Elon Musk's public pot smoking and whiskey drinking ways might be over as NASA thinks such behaviour is not becoming of a partner company. Musk's SpaceX and NASA are currently working on building a capsule to carry humans to space. When complete, the SpaceX Dragon capsule will be the first time the US is capable of launching human astronauts into space since the Shuttle programme was retired.
SpaceX is also working on a rocket which they say will carry humans to Mars, so research and development are ongoing. At this time, Elon Musk visited the Joe Rogan Experience, a famous podcast where Musk was seen smoking marijuana and drinking whiskey. NASA seems to not have taken this lightly.
"I will tell you that was not helpful, and that did not inspire confidence, and the leaders of these organizations need to take that as an example of what to do when you lead an organization that's going to launch American astronauts," said NASA Administrator Jim Bridenstine at the space agency's headquarters in Washington, DC.
Bridenstine, however, did not question Musk's work ethic, reports the Atlantic. Musk, "is as committed to safety as anybody, and he understands that that was not appropriate behaviour," he added.
The administrator made it certain that this will not be repeated by Musk, "you won't be seeing that again," he clarified.
It is not clear if Musk really did get high on Joe Rogan, the clip that went viral showed him take only one hit off the blunt. This did not seem to sit well with NASA, notes Cnet.
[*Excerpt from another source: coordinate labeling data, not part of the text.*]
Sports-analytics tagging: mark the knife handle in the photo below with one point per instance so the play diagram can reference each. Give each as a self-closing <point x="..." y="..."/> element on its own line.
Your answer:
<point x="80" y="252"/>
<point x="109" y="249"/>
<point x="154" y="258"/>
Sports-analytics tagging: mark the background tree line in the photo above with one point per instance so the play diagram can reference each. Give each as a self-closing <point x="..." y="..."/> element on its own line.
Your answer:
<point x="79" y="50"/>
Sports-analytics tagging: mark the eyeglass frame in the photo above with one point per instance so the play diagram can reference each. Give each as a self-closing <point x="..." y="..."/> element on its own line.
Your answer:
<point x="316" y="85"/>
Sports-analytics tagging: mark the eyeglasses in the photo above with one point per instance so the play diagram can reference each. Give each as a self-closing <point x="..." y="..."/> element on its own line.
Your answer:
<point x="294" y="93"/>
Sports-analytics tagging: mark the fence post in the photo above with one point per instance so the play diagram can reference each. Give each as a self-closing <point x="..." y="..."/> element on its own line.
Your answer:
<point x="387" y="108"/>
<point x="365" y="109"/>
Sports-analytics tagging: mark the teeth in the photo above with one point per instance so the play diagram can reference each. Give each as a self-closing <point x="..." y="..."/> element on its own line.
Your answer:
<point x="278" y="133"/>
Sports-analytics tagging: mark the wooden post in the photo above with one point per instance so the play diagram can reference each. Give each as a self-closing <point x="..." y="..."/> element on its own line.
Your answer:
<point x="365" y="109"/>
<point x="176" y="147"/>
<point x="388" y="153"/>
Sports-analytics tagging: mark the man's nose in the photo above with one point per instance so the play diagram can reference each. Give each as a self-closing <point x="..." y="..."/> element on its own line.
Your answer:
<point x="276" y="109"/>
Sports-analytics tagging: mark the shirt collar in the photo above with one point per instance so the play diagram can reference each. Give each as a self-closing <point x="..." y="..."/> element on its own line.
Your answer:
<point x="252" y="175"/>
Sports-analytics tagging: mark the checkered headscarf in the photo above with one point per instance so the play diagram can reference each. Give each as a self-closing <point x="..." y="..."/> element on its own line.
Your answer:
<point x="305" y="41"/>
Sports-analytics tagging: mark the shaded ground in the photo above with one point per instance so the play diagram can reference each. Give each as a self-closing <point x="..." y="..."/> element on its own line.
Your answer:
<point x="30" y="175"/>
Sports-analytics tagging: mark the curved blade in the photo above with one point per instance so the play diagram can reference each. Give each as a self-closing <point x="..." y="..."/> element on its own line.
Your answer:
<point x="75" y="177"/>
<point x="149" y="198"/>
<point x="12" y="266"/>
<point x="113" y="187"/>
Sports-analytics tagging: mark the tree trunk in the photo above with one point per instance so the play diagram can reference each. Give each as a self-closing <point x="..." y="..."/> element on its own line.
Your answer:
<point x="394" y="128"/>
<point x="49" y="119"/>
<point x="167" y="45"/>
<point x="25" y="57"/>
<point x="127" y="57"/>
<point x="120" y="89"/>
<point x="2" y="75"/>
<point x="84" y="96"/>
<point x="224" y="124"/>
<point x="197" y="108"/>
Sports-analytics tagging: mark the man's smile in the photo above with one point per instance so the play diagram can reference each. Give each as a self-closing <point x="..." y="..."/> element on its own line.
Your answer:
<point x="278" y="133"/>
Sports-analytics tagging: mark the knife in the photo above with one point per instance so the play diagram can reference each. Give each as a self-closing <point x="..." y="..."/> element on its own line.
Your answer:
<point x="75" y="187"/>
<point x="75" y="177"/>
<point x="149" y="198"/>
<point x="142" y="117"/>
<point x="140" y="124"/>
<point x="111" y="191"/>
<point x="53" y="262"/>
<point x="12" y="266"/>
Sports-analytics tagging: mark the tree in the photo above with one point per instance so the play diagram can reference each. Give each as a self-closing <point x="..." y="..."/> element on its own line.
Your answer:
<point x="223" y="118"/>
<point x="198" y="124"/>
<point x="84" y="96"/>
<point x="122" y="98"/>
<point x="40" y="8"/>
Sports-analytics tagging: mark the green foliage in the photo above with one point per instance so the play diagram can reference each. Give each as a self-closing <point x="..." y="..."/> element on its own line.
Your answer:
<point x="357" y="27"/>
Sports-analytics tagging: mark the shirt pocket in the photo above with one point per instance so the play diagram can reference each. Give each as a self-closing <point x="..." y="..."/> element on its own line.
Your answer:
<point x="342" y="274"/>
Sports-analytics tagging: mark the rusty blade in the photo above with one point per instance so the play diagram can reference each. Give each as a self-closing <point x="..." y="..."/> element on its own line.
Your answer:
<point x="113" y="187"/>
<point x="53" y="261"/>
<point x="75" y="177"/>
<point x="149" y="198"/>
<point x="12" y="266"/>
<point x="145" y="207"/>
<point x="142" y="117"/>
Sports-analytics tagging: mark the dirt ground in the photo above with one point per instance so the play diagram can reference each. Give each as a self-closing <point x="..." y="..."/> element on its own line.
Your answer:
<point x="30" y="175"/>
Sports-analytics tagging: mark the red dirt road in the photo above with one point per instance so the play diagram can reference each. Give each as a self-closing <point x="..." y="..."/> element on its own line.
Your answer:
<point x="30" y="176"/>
In fact, after the clip was released in September, the space agency just this month reportedly ordered a review on how SpaceX and Boeing conduct themselves, looking into the workplace cultures both companies which are right now partnered with NASA in various high-level projects.
Boeing is building the Space Launch System (SLS) for NASA which is expected to carry humans to Moon and then to Mars. Bridenstine is reported to have personally asked for the reviews himself.
NASA requires that its partners, "maintain a program for achieving a drug-and-alcohol-free workforce." It seems like a reasonable enough requirement, considering there is about $6.8bn in tax money tied up to their private partners, notes the report.